On prend ensuite place dans les larges fauteuils d'une salle cocon pour une vidéo à 360° capable sans doute de filer des frissons même à un eurosceptique, vidéo sur l'aventure européenne, ses défis. Une invitation à y «prendre part», voter. On remonte en selle, la piste cyclable serpente à travers les pavillons de la cité jardin Ungermach de 1920, jusqu'au quai du Chanoine-Winterer où se dresse la statue de l'homme-girafe devant Arte. Parfois des passants s'assoient sur la terrasse, attendant un serveur qui ne vient jamais. C'est la cantine du média franco-allemand. Arte poursuit son développement européen, avec en ligne de mire la création d'une plateforme de programmes avec des chaînes publiques de République tchèque, Autriche, Belgique, Luxembourg, Irlande, Suisse, Finlande… Un réseau qui coproduit déjà des fictions, documentaires ou encore des séries, comme Eden, sur les réfugiés.

Currywurst

L’Europe à vivre, c’est surtout oublier la notion même de frontière. Elle est devenue un événement dramatique, exceptionnel, qui n’existe plus qu’en cas d’attentat, de menace… Quand les contrôles sont rétablis sur le pont de l’Europe, quand cela bouchonne. Sinon, elle n’est pas. C’est un grand jardin, un voyage en tram, un jeu d’enfant, une couverture 4G. Même les téléphones ne reçoivent plus les SMS incessants des opérateurs promettant de nous «accompagner à l’étranger».

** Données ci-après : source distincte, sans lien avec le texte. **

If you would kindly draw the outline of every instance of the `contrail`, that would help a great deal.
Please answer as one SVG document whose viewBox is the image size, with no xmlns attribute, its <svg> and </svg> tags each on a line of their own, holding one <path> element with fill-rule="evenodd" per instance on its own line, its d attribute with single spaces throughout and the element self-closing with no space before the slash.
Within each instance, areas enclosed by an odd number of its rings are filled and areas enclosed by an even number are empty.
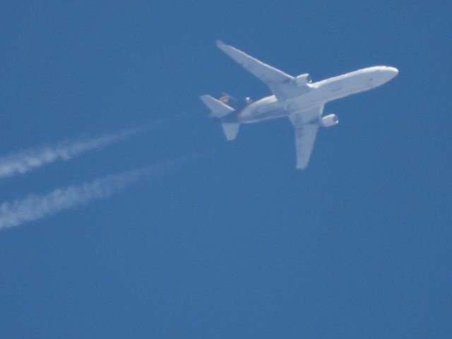
<svg viewBox="0 0 452 339">
<path fill-rule="evenodd" d="M 162 165 L 108 175 L 81 185 L 56 189 L 47 194 L 30 195 L 23 199 L 3 203 L 0 205 L 0 230 L 85 206 L 95 199 L 109 198 L 133 182 L 158 175 L 185 160 L 181 158 Z"/>
<path fill-rule="evenodd" d="M 66 140 L 54 145 L 43 145 L 0 156 L 0 178 L 24 174 L 56 160 L 69 160 L 94 149 L 100 149 L 125 139 L 143 128 L 124 129 L 95 138 Z"/>
</svg>

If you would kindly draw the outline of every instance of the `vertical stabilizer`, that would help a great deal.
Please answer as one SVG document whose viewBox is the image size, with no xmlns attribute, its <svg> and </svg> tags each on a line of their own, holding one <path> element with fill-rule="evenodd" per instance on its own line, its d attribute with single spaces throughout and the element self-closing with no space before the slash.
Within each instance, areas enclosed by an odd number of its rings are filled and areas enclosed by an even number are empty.
<svg viewBox="0 0 452 339">
<path fill-rule="evenodd" d="M 223 122 L 221 124 L 223 128 L 223 131 L 226 136 L 226 139 L 228 141 L 235 139 L 237 137 L 237 133 L 239 133 L 239 127 L 240 124 L 237 122 Z"/>
</svg>

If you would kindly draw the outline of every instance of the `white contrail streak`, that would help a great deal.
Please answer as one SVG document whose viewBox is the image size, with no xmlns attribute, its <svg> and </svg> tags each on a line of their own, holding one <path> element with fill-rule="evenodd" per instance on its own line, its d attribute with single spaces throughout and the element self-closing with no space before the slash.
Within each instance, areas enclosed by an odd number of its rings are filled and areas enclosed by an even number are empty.
<svg viewBox="0 0 452 339">
<path fill-rule="evenodd" d="M 44 195 L 30 195 L 23 199 L 0 205 L 0 230 L 52 215 L 64 210 L 106 198 L 131 184 L 170 169 L 184 159 L 131 172 L 109 175 L 81 185 L 60 188 Z"/>
<path fill-rule="evenodd" d="M 54 145 L 32 148 L 0 156 L 0 178 L 27 173 L 56 160 L 69 160 L 85 152 L 124 140 L 141 129 L 131 129 L 96 138 L 67 140 Z"/>
</svg>

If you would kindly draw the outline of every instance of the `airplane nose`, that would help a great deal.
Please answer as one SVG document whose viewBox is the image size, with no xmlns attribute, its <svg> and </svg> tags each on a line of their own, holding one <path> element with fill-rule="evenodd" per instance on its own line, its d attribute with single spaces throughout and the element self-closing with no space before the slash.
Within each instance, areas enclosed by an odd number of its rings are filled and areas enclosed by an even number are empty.
<svg viewBox="0 0 452 339">
<path fill-rule="evenodd" d="M 398 74 L 398 69 L 397 69 L 396 67 L 387 67 L 386 71 L 391 73 L 393 78 Z"/>
</svg>

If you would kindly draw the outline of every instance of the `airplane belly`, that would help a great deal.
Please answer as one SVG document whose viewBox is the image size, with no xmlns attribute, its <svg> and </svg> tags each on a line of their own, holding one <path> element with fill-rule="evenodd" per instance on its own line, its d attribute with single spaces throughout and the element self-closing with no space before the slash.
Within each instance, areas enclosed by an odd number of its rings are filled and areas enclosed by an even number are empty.
<svg viewBox="0 0 452 339">
<path fill-rule="evenodd" d="M 256 102 L 240 112 L 237 116 L 241 124 L 251 124 L 287 115 L 278 101 Z"/>
</svg>

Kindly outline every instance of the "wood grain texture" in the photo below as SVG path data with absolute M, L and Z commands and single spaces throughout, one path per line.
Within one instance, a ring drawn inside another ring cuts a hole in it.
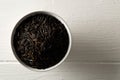
M 0 10 L 0 80 L 120 79 L 120 0 L 0 0 Z M 62 17 L 73 38 L 67 60 L 48 72 L 16 63 L 10 44 L 15 24 L 39 10 Z

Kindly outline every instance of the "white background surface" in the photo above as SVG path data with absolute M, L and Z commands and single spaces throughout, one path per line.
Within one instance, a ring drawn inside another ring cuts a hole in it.
M 66 61 L 48 72 L 20 65 L 11 50 L 15 24 L 33 11 L 61 16 L 72 33 Z M 120 0 L 0 0 L 0 80 L 119 80 Z

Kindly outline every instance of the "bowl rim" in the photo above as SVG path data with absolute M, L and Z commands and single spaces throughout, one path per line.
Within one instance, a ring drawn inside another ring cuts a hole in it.
M 57 64 L 51 66 L 51 67 L 48 67 L 48 68 L 45 68 L 45 69 L 37 69 L 37 68 L 32 68 L 28 65 L 26 65 L 23 61 L 20 60 L 20 58 L 17 56 L 16 54 L 16 51 L 15 51 L 15 48 L 13 46 L 13 38 L 14 38 L 14 35 L 15 35 L 15 32 L 16 32 L 16 29 L 17 27 L 21 24 L 22 21 L 24 21 L 25 19 L 27 19 L 28 17 L 32 16 L 32 15 L 36 15 L 36 14 L 47 14 L 47 15 L 50 15 L 50 16 L 53 16 L 55 17 L 57 20 L 59 20 L 65 27 L 65 29 L 67 30 L 67 34 L 69 36 L 69 46 L 68 46 L 68 49 L 67 49 L 67 52 L 65 54 L 65 56 L 61 59 L 61 61 L 59 61 Z M 64 62 L 64 60 L 67 58 L 68 54 L 70 53 L 70 50 L 71 50 L 71 46 L 72 46 L 72 35 L 71 35 L 71 31 L 68 27 L 68 25 L 66 24 L 66 22 L 60 17 L 58 16 L 57 14 L 53 13 L 53 12 L 49 12 L 49 11 L 34 11 L 34 12 L 31 12 L 31 13 L 28 13 L 27 15 L 23 16 L 18 22 L 17 24 L 15 25 L 15 27 L 13 28 L 12 30 L 12 35 L 11 35 L 11 48 L 12 48 L 12 52 L 13 52 L 13 55 L 16 57 L 16 59 L 18 60 L 19 63 L 21 63 L 23 66 L 25 66 L 26 68 L 30 69 L 30 70 L 34 70 L 34 71 L 48 71 L 48 70 L 51 70 L 51 69 L 54 69 L 56 68 L 57 66 L 59 66 L 61 63 Z

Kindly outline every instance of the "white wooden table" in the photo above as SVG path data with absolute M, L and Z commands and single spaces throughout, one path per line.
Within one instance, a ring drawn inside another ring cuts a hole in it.
M 10 44 L 15 24 L 41 10 L 62 17 L 73 40 L 65 62 L 47 72 L 19 64 Z M 0 0 L 0 80 L 120 80 L 120 0 Z

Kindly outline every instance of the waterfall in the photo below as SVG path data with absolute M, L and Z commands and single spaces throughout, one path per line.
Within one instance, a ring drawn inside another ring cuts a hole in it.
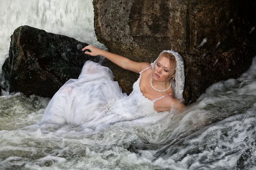
M 92 0 L 0 0 L 1 68 L 8 56 L 10 37 L 21 25 L 28 25 L 105 48 L 96 38 Z

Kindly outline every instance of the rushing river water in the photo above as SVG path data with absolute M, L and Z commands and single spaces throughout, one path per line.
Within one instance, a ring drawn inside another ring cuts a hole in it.
M 21 25 L 101 46 L 86 33 L 94 34 L 92 0 L 0 0 L 0 66 Z M 240 78 L 213 85 L 182 114 L 103 129 L 39 125 L 50 99 L 3 94 L 0 170 L 256 169 L 256 57 Z

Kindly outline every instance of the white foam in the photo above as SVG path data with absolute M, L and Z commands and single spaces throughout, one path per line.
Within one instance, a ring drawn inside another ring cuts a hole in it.
M 95 34 L 92 0 L 2 0 L 0 14 L 0 68 L 8 56 L 10 36 L 21 25 L 65 35 L 106 49 L 98 42 Z

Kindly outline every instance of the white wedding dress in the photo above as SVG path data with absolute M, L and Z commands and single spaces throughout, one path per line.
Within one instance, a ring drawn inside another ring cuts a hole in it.
M 182 100 L 184 82 L 183 59 L 173 51 L 163 52 L 171 53 L 175 56 L 176 81 L 172 82 L 172 88 L 175 97 Z M 151 63 L 153 69 L 158 59 Z M 118 83 L 113 81 L 112 72 L 108 68 L 91 61 L 86 62 L 78 79 L 69 80 L 54 95 L 40 123 L 70 123 L 93 128 L 100 125 L 137 120 L 157 113 L 154 102 L 164 96 L 151 101 L 143 95 L 139 85 L 141 74 L 150 68 L 140 72 L 132 92 L 127 96 L 122 92 Z
M 140 91 L 139 84 L 143 71 L 127 96 L 118 83 L 113 81 L 108 68 L 87 61 L 78 79 L 69 80 L 55 94 L 40 123 L 70 123 L 91 128 L 157 113 L 154 103 L 161 98 L 150 101 Z

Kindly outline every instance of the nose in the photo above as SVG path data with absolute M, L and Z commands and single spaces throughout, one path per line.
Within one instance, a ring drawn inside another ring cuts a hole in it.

C’est souvent le samedi. Quand on charge le tricycle dans la rame, entre les cabas et poussettes, direction Kehl. Depuis son extension vers l’Allemagne en 2017, la ligne D est la plus utilisée du réseau. Plus de 7 000 voyageurs le samedi, soit deux fois plus qu’en semaine. Là, dans le petit bourg coquet, les jeunes parents se fournissent en couches, en petits pots pour bébé, on achète des produits pour la maison, des cigarettes, tout ça moins cher. Et on flâne jusqu’à un bras mort du Rhin pour siroter une bière en mangeant une currywurst sous le sol pleureur du biergarten du bucolique jardin des Deux-Rives, un œil sur le bac à sable où gamins allemands et français coopèrent, peut-être en espéranto. Puis on rentre par la passerelle au-dessus du Rhin, spot de photo prisé des futurs mariés en habit. Et déjà, le Port-du-Rhin et son arrêt de tram. Théâtre de violents affrontements durant le sommet de l’Otan, voilà dix ans, le Port-du-Rhin est aujourd’hui méconnaissable, avec sa place pavée et végétalisée, bordée d’une clinique et d’immeubles neufs. Un char d’assaut devant l’école rappelle que le quartier fut longtemps un no man’s land entre la France et l’Allemagne ennemies.